Rakesh Rawal, the long-serving CEO of Anand Rathi Wealth, has been at the helm for 18 years and today oversees assets worth more than ₹87,000 crore as of June 2025. His leadership has helped position the firm among India’s most respected wealth managers, particularly known for its disciplined and strategy-led approach. In an exclusive interaction, Rawal spoke about how clients are changing the way they view investments, what strategies are proving successful, and the opportunities in a fast-evolving financial landscape.

The Focus on Risk-Adjusted Returns

Rawal revealed that most high-net-worth clients today are no longer chasing only high absolute returns but are placing greater importance on risk-adjusted outcomes. According to him, 74 percent of Anand Rathi’s clients surveyed expressed a preference for consistent, better risk-adjusted performance rather than chasing volatile short-term gains.

He explained that the firm typically builds portfolios aiming at 14 to 15 percent returns with a beta of 0.6 relative to the Nifty, which translates to a Jensen’s Alpha of around 4 to 5 percent. This is achieved through a blend of actively managed equity funds, structured products, and data-driven asset allocation guided by Nobel Prize-winning models such as the efficient frontier.
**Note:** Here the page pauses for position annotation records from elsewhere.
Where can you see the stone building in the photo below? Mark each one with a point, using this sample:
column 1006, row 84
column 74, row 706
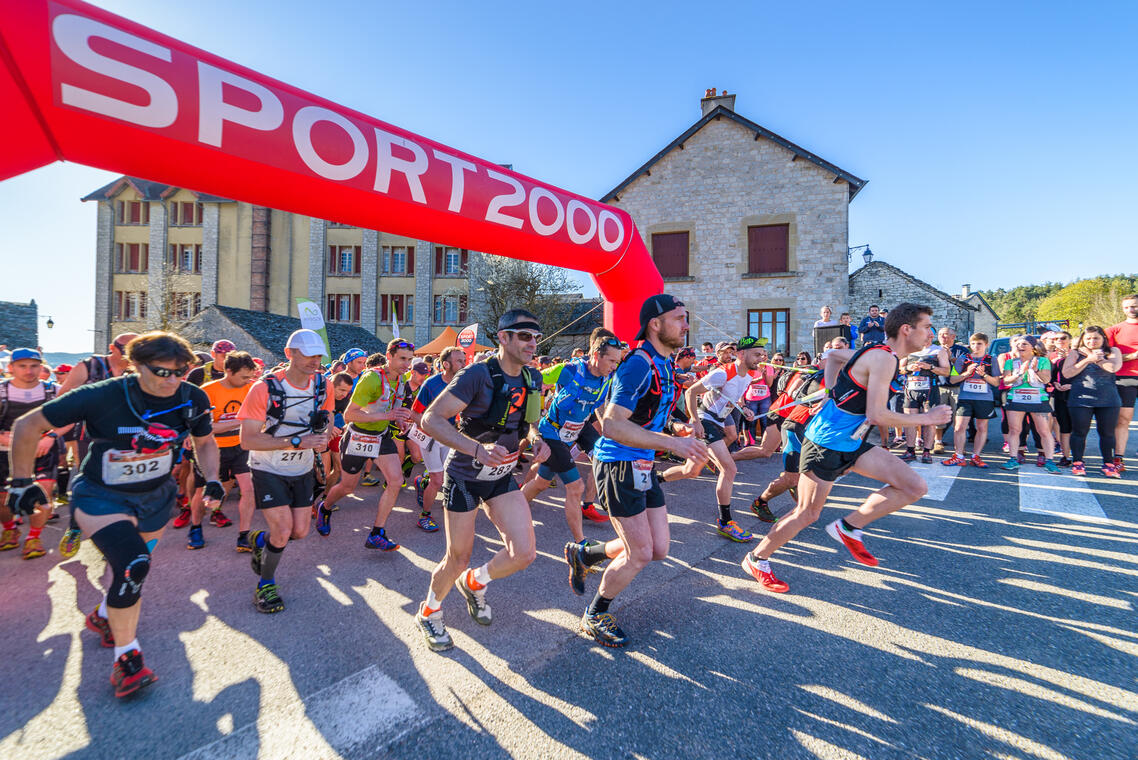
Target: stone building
column 887, row 286
column 19, row 324
column 164, row 254
column 748, row 229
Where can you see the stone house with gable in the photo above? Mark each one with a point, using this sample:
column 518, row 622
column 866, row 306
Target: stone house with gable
column 748, row 229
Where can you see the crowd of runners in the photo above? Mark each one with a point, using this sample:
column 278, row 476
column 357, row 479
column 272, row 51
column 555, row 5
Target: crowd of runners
column 153, row 432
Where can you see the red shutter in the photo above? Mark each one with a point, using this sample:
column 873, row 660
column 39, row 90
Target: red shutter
column 767, row 248
column 669, row 252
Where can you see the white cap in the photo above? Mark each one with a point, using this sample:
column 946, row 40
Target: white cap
column 306, row 341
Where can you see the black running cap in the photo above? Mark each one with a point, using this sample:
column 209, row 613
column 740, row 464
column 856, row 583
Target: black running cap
column 654, row 307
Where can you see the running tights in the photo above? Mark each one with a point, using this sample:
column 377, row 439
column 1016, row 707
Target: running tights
column 1105, row 419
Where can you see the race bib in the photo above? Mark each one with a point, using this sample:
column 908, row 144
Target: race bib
column 128, row 468
column 500, row 471
column 414, row 434
column 642, row 475
column 361, row 444
column 1025, row 396
column 569, row 431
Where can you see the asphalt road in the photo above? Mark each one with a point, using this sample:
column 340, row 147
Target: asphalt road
column 1000, row 624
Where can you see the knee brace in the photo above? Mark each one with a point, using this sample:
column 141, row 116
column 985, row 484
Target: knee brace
column 129, row 558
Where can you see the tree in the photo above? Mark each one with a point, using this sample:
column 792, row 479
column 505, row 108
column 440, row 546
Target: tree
column 500, row 283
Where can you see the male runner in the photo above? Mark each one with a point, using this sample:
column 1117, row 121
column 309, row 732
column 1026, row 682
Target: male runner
column 500, row 404
column 283, row 421
column 377, row 402
column 227, row 396
column 124, row 494
column 633, row 427
column 580, row 389
column 859, row 385
column 427, row 486
column 19, row 394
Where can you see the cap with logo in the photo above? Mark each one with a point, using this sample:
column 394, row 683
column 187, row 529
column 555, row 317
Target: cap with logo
column 306, row 341
column 653, row 307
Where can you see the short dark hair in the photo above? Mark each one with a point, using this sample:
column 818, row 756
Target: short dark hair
column 904, row 314
column 239, row 360
column 158, row 346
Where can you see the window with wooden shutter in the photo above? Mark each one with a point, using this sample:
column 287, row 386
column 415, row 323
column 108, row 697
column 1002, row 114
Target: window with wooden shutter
column 768, row 248
column 669, row 252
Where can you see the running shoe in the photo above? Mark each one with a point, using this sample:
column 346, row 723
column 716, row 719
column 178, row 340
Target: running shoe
column 323, row 520
column 763, row 511
column 851, row 539
column 69, row 542
column 100, row 626
column 217, row 519
column 766, row 579
column 603, row 629
column 575, row 558
column 267, row 600
column 380, row 542
column 256, row 552
column 594, row 514
column 33, row 547
column 9, row 539
column 434, row 630
column 732, row 530
column 130, row 674
column 183, row 518
column 476, row 601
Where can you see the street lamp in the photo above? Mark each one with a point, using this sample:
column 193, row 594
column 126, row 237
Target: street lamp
column 866, row 253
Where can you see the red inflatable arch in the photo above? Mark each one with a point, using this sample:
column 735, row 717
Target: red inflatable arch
column 84, row 85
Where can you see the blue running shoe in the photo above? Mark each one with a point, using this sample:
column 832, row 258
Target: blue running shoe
column 381, row 542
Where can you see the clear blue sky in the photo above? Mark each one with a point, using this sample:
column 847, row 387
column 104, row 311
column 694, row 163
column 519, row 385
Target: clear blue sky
column 998, row 139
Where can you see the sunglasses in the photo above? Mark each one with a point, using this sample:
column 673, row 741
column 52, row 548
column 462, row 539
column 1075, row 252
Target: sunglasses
column 525, row 336
column 163, row 372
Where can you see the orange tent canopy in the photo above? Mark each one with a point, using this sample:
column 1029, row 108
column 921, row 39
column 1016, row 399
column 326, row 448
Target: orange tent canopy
column 448, row 337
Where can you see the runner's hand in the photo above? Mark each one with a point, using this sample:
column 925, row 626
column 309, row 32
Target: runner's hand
column 25, row 497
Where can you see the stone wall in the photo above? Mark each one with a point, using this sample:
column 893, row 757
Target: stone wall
column 885, row 286
column 720, row 182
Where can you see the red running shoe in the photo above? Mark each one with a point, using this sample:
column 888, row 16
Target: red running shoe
column 766, row 579
column 852, row 542
column 130, row 675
The Role of Actively Managed Mutual Funds

Rawal believes that the Nifty can deliver annualised returns of 11 to 12 percent in the long run, in line with India’s nominal GDP growth. However, he expects active fund managers to outperform by 3 to 4 percent, justifying their inclusion in client portfolios. Around 35 percent of portfolios are allocated to Nifty-linked structured products that provide benchmark-linked returns but with lower volatility. This approach helps clients achieve their target of 14 to 15 percent returns while keeping risk under control.

Changing Needs of Young Investors

Interestingly, younger affluent investors are also showing similar priorities. With inflation in India hovering above 7 percent, younger investors are aiming for returns in the range of 14 to 15 percent, effectively targeting growth that doubles inflation over time. Rawal observed that this generation is more focused on consistency and long-term wealth creation, preferring disciplined strategies over speculative bets.

The Growing Appetite Beyond Metros

Rawal also pointed to the rise of wealth management demand in Tier II and Tier III cities. While investors in these regions traditionally preferred real estate, they are now shifting towards financial assets. As of June 2025, 18 percent of mutual fund industry assets, amounting to ₹13.8 lakh crore, came from smaller towns. A significant 86 percent of this money was invested in equity schemes, highlighting a growing appetite for equities even outside metros.

Wealth Preservation and Legacy Building

For Rawal, wealth management is not just about growing money but also protecting and preserving it. He emphasised the importance of estate planning and legacy building, often through structures like Private Family Trusts. These tools help safeguard assets from liabilities while ensuring a smooth transfer of wealth across generations with minimal loss. Philanthropy and structured giving are also increasingly being integrated into wealth plans.

Technology as an Enabler

On the role of technology, Rawal stated that while digital tools and data analytics are invaluable in enhancing transparency and efficiency, they will never replace human advisory. At Anand Rathi Wealth, technology is being used to improve client reporting, detect gaps, and enhance documentation, while keeping data privacy at the core. He views technology as a sharpener of execution, strengthening long-term trust between advisors and clients.

Looking Ahead

The wealth management industry in India is poised for significant growth. Reports suggest the number of high-net-worth individuals is expected to double to 1.65 million by 2027, with around 20 percent of them under the age of 40. Rawal believes this shift will fuel demand for professional wealth managers who can offer not just products but comprehensive strategies.

For him, the ultimate goal is clear: consistent wealth creation with controlled risk, supported by sound planning, estate management, and a strong ethical compass.